3 Questions with Lisa Odenweller, founder and CEO of DTC wellness brand Kroma Wellness

How does having celebrity investors, like Gwyneth Paltrow, and other fans like Jessica Seinfeld, Bobbi Brown and Amy Schumer tie into Kroma’s marketing strategy? 

I thought if we could get highly influential people, whether it’s celebrities, business leaders [or] moms in the community, it could be our megaphone to the world. I had to get really creative and clever about how to raise money. I knew that [venture capitalists] were not going to fund us at this stage, nor did I really want that. I really had this vision of, could [investors] be our marketing. The buzz of the product and experience got out there and helped me bring together these investors. Because they were engaged with the product and the brand, they helped us tell the world. They got us, not only the megaphones for great press, telling their friends, plugging us into events, getting in front of the right people, [but] have been that marketing machine to give us an advantage.

Why were influencers and celebrities a key part of Kroma’s strategy?

All of my effort was in building those relationships with influencers, our investor community, celebrities, press, etc. Again, very non-traditional. I think where the mistake is, especially in today’s world, is these companies are becoming dependent. They come out of the gate dependent on paid media. So when the paid media [return on advertising spend] went [down], their whole strategy imploded. I never wanted to build a company dependent on that. Our success was grassroots, guerilla marketing — people telling people. That’s the most powerful type of marketing, but it’s also the hardest to do.

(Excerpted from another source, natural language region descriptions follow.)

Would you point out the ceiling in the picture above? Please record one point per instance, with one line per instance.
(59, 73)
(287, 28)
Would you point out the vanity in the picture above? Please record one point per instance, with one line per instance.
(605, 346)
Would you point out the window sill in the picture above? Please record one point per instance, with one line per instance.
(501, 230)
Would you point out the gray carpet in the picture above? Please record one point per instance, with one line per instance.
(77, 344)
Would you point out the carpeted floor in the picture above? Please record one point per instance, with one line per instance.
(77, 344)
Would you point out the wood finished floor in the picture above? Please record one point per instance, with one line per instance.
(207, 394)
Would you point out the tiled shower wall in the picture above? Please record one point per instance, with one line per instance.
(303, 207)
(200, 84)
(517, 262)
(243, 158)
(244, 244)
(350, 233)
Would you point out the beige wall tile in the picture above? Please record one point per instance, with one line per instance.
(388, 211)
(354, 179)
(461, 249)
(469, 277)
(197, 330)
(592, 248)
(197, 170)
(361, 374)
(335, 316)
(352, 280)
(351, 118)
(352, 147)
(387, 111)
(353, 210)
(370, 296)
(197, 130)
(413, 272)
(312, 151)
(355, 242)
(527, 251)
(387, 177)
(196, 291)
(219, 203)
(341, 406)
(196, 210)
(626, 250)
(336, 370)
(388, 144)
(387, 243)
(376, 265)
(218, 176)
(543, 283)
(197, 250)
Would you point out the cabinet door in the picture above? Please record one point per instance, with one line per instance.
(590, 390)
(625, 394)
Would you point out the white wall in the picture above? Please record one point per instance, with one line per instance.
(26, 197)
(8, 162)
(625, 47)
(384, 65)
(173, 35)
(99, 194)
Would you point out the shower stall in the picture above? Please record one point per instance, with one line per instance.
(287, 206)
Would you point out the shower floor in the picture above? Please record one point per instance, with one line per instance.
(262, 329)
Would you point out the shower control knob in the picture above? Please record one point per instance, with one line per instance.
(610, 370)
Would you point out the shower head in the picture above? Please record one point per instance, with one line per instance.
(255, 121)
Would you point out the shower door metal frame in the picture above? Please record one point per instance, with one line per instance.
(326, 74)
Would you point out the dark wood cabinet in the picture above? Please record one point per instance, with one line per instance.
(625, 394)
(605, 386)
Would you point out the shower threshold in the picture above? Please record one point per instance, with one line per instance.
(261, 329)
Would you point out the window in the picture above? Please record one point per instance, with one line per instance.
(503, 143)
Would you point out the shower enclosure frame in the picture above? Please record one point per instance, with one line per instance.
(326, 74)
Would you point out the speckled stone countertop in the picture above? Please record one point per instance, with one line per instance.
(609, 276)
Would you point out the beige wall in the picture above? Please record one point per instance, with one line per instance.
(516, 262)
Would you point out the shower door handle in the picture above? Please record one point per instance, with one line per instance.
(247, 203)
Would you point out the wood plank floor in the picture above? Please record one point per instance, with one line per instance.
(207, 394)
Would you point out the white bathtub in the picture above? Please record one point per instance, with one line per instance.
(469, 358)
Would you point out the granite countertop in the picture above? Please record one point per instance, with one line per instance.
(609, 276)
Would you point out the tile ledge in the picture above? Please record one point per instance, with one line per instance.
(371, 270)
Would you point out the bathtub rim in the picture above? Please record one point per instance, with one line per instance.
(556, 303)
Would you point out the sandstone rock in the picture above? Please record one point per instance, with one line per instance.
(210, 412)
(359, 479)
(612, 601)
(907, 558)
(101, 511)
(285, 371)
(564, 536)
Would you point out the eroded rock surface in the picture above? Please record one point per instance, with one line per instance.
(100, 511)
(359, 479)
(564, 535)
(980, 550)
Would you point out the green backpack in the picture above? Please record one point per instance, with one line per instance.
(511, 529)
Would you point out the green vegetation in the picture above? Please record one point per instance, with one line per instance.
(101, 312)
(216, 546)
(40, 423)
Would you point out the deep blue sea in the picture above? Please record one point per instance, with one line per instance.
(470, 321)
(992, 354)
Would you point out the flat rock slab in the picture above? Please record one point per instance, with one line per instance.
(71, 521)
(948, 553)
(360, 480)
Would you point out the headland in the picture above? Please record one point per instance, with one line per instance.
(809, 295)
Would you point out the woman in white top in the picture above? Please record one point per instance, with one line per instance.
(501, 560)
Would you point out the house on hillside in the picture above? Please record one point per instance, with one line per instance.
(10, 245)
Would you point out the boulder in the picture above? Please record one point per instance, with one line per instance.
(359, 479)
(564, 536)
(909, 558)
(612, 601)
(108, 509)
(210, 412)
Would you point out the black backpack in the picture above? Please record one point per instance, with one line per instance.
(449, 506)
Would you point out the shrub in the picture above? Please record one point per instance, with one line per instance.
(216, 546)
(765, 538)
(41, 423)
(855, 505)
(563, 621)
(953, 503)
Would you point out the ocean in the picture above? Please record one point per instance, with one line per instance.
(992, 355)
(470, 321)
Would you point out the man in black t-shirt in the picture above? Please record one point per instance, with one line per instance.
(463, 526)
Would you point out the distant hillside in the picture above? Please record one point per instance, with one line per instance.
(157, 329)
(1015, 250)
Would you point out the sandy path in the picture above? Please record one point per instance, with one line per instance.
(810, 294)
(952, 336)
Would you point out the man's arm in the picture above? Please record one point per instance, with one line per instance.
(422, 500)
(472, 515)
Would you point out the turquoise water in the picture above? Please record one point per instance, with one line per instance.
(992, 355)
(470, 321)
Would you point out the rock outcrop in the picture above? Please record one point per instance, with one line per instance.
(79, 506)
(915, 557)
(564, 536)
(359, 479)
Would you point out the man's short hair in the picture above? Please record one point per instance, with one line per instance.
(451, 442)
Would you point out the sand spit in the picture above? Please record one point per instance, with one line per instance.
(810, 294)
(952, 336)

So with your current learnings, what’s next?

Now, I’ve got enough data to know what our ROAS is. Now, I’m ready to spend more. Let’s go get really good content. We run a very tight ship. It’s incredibly mindful about spend and we analyze everything. We look at every single expense and what the [return on investment] is. That’s why we’ve been baby stepping. We’re gonna be investing in building that influencer and ambassador channel. That will involve spending money on influencers, something that we haven’t had to do. [We’ll be] putting more money and investing significantly more in paid media because I have the data to know that it works. — Kimeko McCoy

By the numbers

Sustainability is becoming a bigger topic of conversation around marketing and brand purpose. While a number of agencies have lauded sustainability efforts as an advantage in the talent war or ramped up eco-friendly efforts for office returns, consumers expect brands to lead the way, according to new research from Morning Consult intelligence company. Find more key details from the study below:

  • 8 in 10 consumers say major technology companies bear the responsibility to drive innovation in environmental sustainability practices.
  •  7 in 10 consumers have never thought about the sustainability of a production while watching a movie or TV show.
  • 23% of consumers who responded to the survey think their everyday shopping behaviors have a major environmental impact. — Kimeko McCoy

Quote of the week

“If you have a big open space or people are fighting for small conference rooms to get in, it’s kind of the worst of both worlds.”

— An agency HR director on the difficulties of returning to the office, using co-working spaces for the latest edition of our Confessions series.